By Steve Scherer and Fergal Smith

OTTAWA (Reuters) – The Bank of Canada unveiled a ‘shock-and-awe’ full-percentage-point interest rate hike on Wednesday, a surprise move that marked a change in messaging for a central bank desperate to show it can tame the worst inflation since 1983, analysts said.

Two previous 50-basis-point rate hikes in April and June were clearly signaled by Governor Tiff Macklem. But the Bank of Canada chief has spoken only once publicly since last month’s increase, saying the central bank was prepared to move “more forcefully,” which was interpreted as opening the way to a 75-basis-point hike.

After that, he remained silent.

“Exceeding forward guidance might have been the point – by delivering more than expected, policymakers may have hoped to magnify the psychological impact on businesses and consumers,” said Karl Schamotta, chief market strategist at Corpay, a business payments firm.

“It’s a ‘shock-and-awe’ strategy,” he added.

Markets took notice, sending the Canadian dollar higher against its U.S. counterpart, while pushing down the main Canadian stock index to its lowest close since March 2021.

Macklem, who took over as governor in the middle of the pandemic, has come under a rare political attack for failing to keep in check inflation, which surged to 7.7% on an annual basis in May, the highest rate since January 1983.

As inflation started to get out of control earlier this year, senior Bank of Canada officials admitted to making “mistakes” and the central bank said on Wednesday it has been consistently underestimating inflation mainly because of global shocks.

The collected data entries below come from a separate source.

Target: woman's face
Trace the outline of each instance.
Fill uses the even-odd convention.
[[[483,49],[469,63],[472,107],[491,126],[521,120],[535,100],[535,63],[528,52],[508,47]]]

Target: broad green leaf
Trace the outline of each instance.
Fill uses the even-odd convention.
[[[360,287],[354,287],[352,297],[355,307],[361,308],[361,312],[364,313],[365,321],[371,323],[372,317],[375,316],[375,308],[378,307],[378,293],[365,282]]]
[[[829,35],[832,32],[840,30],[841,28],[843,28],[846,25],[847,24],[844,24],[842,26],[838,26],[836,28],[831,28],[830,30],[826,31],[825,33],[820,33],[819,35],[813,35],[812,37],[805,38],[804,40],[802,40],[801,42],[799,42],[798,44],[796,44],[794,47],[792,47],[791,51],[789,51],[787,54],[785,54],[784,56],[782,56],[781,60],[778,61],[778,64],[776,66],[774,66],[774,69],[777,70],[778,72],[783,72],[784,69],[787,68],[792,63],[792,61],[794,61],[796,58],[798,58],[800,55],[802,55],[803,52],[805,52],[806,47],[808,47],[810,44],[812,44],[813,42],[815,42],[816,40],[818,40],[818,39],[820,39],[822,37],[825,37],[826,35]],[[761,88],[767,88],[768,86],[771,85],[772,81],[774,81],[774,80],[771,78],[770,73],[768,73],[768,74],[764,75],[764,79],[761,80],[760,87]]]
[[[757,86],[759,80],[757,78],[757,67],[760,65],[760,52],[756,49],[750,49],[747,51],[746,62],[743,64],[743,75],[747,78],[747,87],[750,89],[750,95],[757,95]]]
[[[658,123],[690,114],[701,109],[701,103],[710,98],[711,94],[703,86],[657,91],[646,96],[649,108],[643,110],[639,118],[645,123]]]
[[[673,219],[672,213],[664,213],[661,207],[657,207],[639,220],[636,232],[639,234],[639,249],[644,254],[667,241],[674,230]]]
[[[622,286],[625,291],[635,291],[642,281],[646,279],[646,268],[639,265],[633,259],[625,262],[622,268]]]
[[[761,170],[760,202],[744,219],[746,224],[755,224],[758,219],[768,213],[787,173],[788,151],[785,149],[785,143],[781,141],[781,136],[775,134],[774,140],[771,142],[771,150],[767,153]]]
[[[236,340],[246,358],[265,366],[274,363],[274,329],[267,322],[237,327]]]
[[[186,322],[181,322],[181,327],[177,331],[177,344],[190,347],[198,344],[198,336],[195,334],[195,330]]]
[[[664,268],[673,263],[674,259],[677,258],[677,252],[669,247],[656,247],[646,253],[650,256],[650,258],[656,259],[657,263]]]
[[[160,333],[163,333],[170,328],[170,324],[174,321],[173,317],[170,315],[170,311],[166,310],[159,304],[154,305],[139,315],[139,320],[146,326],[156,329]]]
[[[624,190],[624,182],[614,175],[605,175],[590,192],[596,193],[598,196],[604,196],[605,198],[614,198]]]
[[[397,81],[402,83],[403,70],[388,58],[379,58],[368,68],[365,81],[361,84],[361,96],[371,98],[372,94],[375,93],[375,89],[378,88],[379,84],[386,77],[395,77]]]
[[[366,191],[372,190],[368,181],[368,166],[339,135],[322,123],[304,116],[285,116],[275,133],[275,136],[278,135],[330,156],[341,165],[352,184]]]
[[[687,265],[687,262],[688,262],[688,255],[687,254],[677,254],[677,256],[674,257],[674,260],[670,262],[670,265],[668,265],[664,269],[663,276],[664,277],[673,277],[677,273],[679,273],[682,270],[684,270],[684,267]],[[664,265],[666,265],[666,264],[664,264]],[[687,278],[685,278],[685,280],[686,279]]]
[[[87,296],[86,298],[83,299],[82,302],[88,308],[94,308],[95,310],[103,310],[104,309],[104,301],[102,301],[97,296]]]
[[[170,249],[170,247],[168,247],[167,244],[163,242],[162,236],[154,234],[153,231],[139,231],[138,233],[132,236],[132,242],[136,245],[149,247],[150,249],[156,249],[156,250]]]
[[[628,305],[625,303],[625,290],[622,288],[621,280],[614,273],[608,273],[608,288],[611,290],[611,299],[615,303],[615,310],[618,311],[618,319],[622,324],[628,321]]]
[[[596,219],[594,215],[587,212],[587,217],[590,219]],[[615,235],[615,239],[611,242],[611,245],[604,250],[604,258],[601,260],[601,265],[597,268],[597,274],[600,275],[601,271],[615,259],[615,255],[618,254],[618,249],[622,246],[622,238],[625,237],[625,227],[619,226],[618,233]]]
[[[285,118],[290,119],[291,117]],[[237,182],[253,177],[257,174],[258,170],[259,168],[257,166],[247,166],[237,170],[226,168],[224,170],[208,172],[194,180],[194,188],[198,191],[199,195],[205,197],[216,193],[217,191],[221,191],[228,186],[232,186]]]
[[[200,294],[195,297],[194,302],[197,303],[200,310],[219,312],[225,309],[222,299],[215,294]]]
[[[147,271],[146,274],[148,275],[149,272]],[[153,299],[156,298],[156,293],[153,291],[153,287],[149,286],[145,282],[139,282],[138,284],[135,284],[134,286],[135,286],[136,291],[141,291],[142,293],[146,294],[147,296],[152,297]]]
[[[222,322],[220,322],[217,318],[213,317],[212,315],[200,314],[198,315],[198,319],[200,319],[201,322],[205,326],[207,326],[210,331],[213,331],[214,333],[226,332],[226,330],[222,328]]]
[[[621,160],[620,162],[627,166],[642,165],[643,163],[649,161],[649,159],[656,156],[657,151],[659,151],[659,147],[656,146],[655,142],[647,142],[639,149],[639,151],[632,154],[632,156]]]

In an interview with the Financial Post newspaper published on Thursday, Macklem said the central bank likely would have raised interest rates sooner if it had known a year ago all the things it now knows.


Canada became the first G7 country to make a 100-basis-point rate hike in this economic cycle, and Macklem broke with what had been his rigid approach to messaging.

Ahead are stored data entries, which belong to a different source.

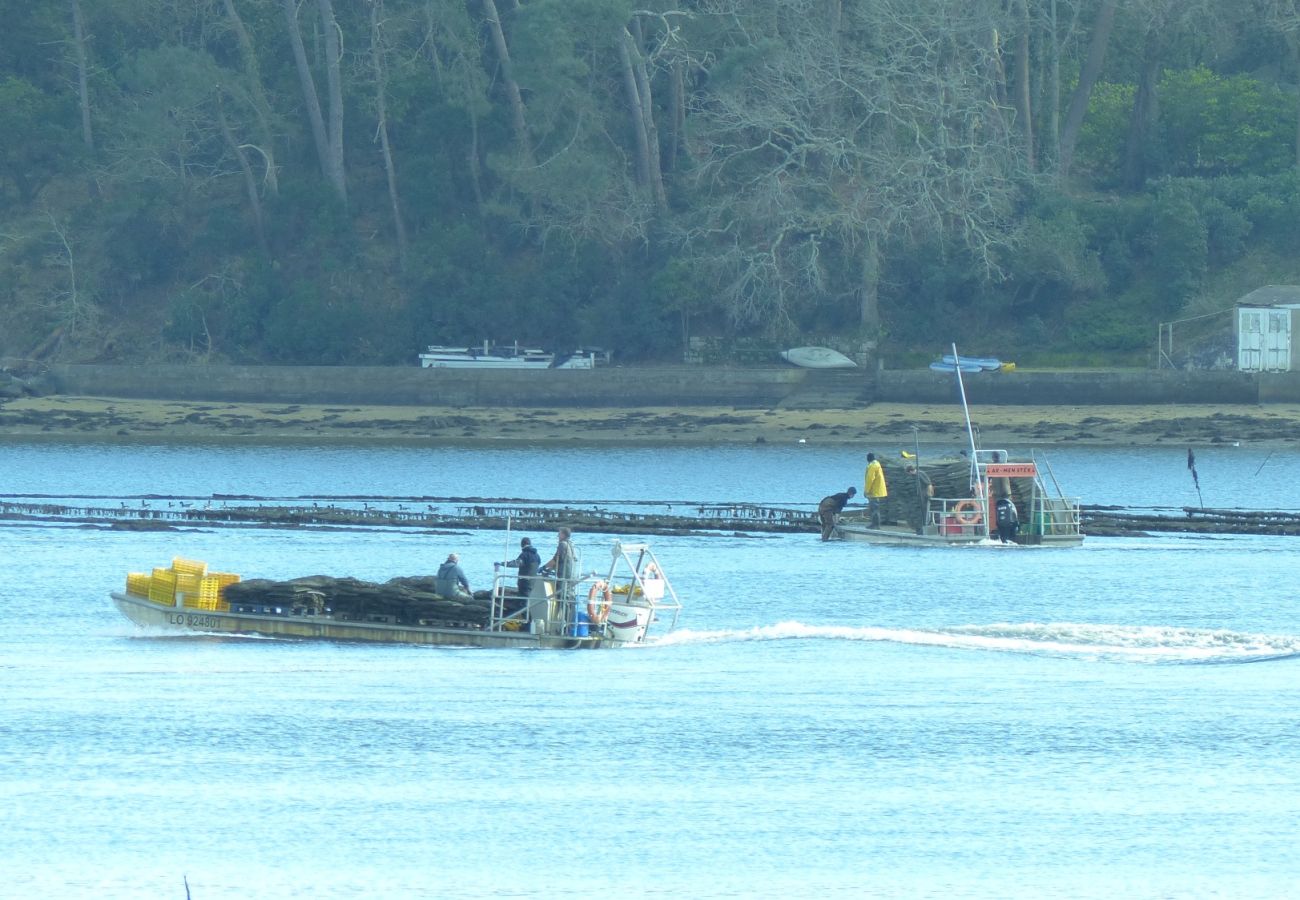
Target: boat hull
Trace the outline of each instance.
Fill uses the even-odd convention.
[[[835,526],[835,537],[867,544],[906,547],[973,547],[993,544],[983,532],[972,534],[917,534],[910,528],[872,528],[870,525],[842,522]]]
[[[949,530],[947,533],[931,527],[927,528],[924,534],[917,534],[910,528],[890,526],[872,528],[861,522],[841,521],[835,525],[832,536],[845,541],[905,547],[1003,546],[996,535],[989,535],[978,526],[972,526],[965,532]],[[1083,535],[1078,533],[1030,534],[1022,531],[1016,535],[1014,543],[1026,547],[1080,547],[1083,545]]]
[[[781,351],[786,362],[804,369],[856,369],[858,364],[830,347],[792,347]]]
[[[142,628],[180,634],[230,634],[298,640],[358,641],[377,644],[430,644],[448,647],[597,648],[619,646],[600,635],[568,637],[527,631],[483,631],[386,622],[344,622],[329,616],[255,615],[164,606],[146,597],[114,591],[118,610]]]

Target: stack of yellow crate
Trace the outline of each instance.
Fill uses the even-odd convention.
[[[228,612],[230,604],[221,598],[221,591],[226,585],[238,580],[239,576],[230,572],[212,572],[203,576],[199,582],[199,609]]]
[[[208,564],[177,556],[172,559],[172,571],[176,573],[176,593],[181,595],[181,606],[198,609],[199,586],[208,574]]]
[[[176,573],[171,569],[154,569],[149,579],[149,599],[172,606],[176,603]]]
[[[239,580],[230,572],[209,572],[208,564],[176,557],[171,568],[154,569],[153,574],[132,572],[126,576],[128,593],[147,596],[154,603],[174,606],[179,595],[181,606],[226,612],[230,604],[221,598],[228,584]]]

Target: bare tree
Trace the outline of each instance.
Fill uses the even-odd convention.
[[[493,0],[482,0],[483,13],[486,16],[488,32],[492,36],[492,48],[496,51],[497,63],[501,67],[501,83],[510,102],[511,123],[514,125],[515,138],[519,141],[519,152],[525,163],[533,159],[532,139],[528,135],[528,121],[524,115],[524,98],[515,81],[514,66],[510,62],[510,47],[506,43],[505,29],[501,25],[501,14]]]
[[[55,239],[55,250],[47,258],[47,264],[51,269],[63,270],[64,285],[61,289],[51,291],[44,305],[53,313],[56,327],[61,329],[60,333],[75,340],[79,330],[94,325],[99,310],[89,297],[83,296],[77,279],[77,255],[66,226],[52,212],[46,211],[45,217],[49,220],[50,233]]]
[[[247,90],[251,98],[253,111],[257,115],[259,141],[260,143],[253,147],[240,145],[244,149],[256,150],[265,162],[265,175],[267,189],[274,196],[280,192],[279,169],[275,163],[275,129],[272,126],[273,115],[271,112],[271,102],[266,96],[266,89],[262,84],[262,73],[257,64],[257,51],[253,47],[253,39],[244,27],[243,20],[239,17],[239,11],[235,9],[235,0],[222,0],[225,7],[226,18],[230,23],[231,30],[235,33],[235,38],[239,43],[240,62],[244,68],[244,78],[247,82]]]
[[[325,70],[329,92],[327,125],[325,115],[321,111],[320,95],[316,91],[316,79],[312,75],[311,65],[307,61],[307,50],[303,46],[302,31],[298,26],[297,5],[294,0],[282,0],[281,5],[289,27],[289,45],[293,49],[294,63],[298,68],[298,81],[302,86],[303,101],[307,105],[307,117],[311,122],[312,138],[316,144],[321,174],[333,187],[339,201],[346,205],[348,187],[343,164],[343,82],[339,73],[342,50],[338,23],[334,20],[334,9],[330,0],[317,0],[321,27],[325,34]]]
[[[379,137],[379,149],[384,158],[384,174],[388,180],[388,202],[393,211],[393,230],[397,236],[397,259],[399,265],[406,268],[406,225],[402,222],[402,204],[397,191],[397,166],[393,162],[393,150],[388,143],[388,106],[385,89],[388,74],[384,66],[384,38],[381,14],[384,0],[372,0],[370,4],[370,61],[375,75],[375,114],[378,121],[375,132]]]
[[[1074,146],[1079,140],[1079,131],[1083,128],[1083,117],[1088,111],[1088,100],[1092,97],[1092,88],[1101,75],[1101,67],[1106,60],[1106,46],[1110,42],[1110,32],[1115,25],[1115,8],[1119,0],[1101,0],[1097,18],[1092,25],[1092,36],[1088,41],[1088,56],[1079,70],[1079,84],[1070,96],[1070,107],[1065,113],[1065,124],[1061,127],[1060,148],[1056,157],[1057,173],[1065,178],[1070,174],[1074,162]]]
[[[766,16],[732,0],[701,6],[736,27],[693,99],[702,215],[678,236],[735,320],[780,327],[849,295],[874,339],[887,256],[923,236],[996,272],[1023,171],[989,103],[996,4],[845,9],[842,27],[857,38],[842,52],[822,0]],[[728,54],[741,62],[725,65]]]
[[[94,132],[90,128],[90,76],[86,53],[86,28],[81,17],[81,0],[72,0],[72,47],[77,60],[77,105],[81,108],[81,140],[95,152]]]

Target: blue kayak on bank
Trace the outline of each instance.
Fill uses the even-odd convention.
[[[940,359],[940,362],[943,365],[949,367],[948,369],[945,370],[948,372],[951,372],[953,370],[953,367],[957,365],[961,366],[961,370],[963,372],[979,372],[979,371],[996,372],[998,369],[1002,368],[1002,360],[994,359],[991,356],[956,357],[953,356],[951,353],[945,353],[943,357]],[[970,368],[971,366],[974,366],[974,368]],[[934,365],[931,364],[930,368],[933,369]]]
[[[984,371],[983,366],[977,365],[976,363],[965,359],[961,361],[961,366],[958,366],[956,363],[953,362],[944,361],[944,362],[932,362],[930,363],[930,368],[934,369],[934,371],[936,372],[956,372],[960,368],[961,371],[966,374]]]

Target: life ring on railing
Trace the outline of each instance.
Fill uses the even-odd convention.
[[[978,525],[980,505],[974,500],[961,500],[952,508],[952,514],[962,525]]]
[[[614,603],[614,594],[609,589],[609,585],[603,581],[597,581],[587,592],[587,618],[593,625],[602,624],[609,618],[609,608]]]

In July 2020, the Bank of Canada promised to keep interest rates at rock-bottom levels until “the economic slack is absorbed,” which was expected to take years, and sticking to that meant its first rate increase came in March when inflation was already well above the central bank’s 2%-3% target range.

“The Bank is realizing that failing to meet its 2% inflation mandate does far more damage to its credibility than deviating from vague forward guidance,” said Jay Zhao-Murray, market analyst at Monex Canada, a financial services company.

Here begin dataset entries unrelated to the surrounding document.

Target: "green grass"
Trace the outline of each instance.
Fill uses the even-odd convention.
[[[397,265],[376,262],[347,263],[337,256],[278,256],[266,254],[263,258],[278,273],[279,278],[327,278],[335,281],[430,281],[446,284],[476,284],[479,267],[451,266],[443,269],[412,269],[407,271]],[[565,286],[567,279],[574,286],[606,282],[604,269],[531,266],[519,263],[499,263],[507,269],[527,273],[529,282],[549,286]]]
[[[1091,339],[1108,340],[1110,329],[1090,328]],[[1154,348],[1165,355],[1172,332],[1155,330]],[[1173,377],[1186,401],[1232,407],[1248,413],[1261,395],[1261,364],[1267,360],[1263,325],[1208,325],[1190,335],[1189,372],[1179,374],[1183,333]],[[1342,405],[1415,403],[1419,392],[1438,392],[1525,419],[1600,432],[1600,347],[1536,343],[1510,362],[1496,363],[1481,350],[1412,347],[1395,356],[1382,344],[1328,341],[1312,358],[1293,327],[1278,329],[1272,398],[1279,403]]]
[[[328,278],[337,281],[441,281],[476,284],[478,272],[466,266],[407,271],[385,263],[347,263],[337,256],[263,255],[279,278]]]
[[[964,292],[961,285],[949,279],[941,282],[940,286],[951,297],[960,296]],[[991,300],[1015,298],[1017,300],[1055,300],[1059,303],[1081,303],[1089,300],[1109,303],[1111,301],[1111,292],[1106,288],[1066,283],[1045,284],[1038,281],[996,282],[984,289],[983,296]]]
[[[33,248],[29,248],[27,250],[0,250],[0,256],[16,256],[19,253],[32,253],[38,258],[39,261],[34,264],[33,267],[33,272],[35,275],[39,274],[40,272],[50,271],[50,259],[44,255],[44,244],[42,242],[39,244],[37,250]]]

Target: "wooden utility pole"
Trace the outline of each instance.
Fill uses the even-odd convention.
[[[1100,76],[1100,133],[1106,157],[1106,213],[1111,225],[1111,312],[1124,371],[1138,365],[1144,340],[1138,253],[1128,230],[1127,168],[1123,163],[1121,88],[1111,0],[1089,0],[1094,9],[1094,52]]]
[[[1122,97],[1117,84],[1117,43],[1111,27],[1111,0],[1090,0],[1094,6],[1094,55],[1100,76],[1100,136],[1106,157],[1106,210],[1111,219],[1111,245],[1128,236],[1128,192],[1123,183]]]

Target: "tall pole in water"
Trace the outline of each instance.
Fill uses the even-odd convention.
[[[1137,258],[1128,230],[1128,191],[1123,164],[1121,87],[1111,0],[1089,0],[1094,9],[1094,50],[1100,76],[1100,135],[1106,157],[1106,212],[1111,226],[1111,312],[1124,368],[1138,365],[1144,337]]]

Zhao-Murray added that the surprise 100-basis-point hike is likely going to add to Canadians’ economic anxiety, but down the line it should also result in lower inflation expectations, a less restrictive rate hiking cycle, and reduced price pressures.

In comments after Wednesday’s rate increase, Macklem noted that the credibility of the central bank’s 2% inflation target “is being tested,” citing recent business and consumer surveys that showed inflation is expected to persist.

But analysts, while acknowledging it’s a good move, said the shift in the Bank of Canada’s approach comes at a cost.

The central bank is moving “to provide less guidance,” said Greg Anderson, global head of foreign exchange strategy at BMO Capital Markets in New York.

“And presumably less guidance means less certainty, means wider risk spreads and more risk premia for financial assets.”

Derek Holt, vice president and head of capital markets economics at Scotiabank, said the Bank of Canada has caused “economic anxiety across households and businesses because they had horse blinders on toward any whiff of inflation risk as it was unfolding in real time last year.”

The full-percentage-point hike shows “they just realized they blew it” and “is an acknowledgment that they needed to press a big reset button on what they were doing,” Holt said.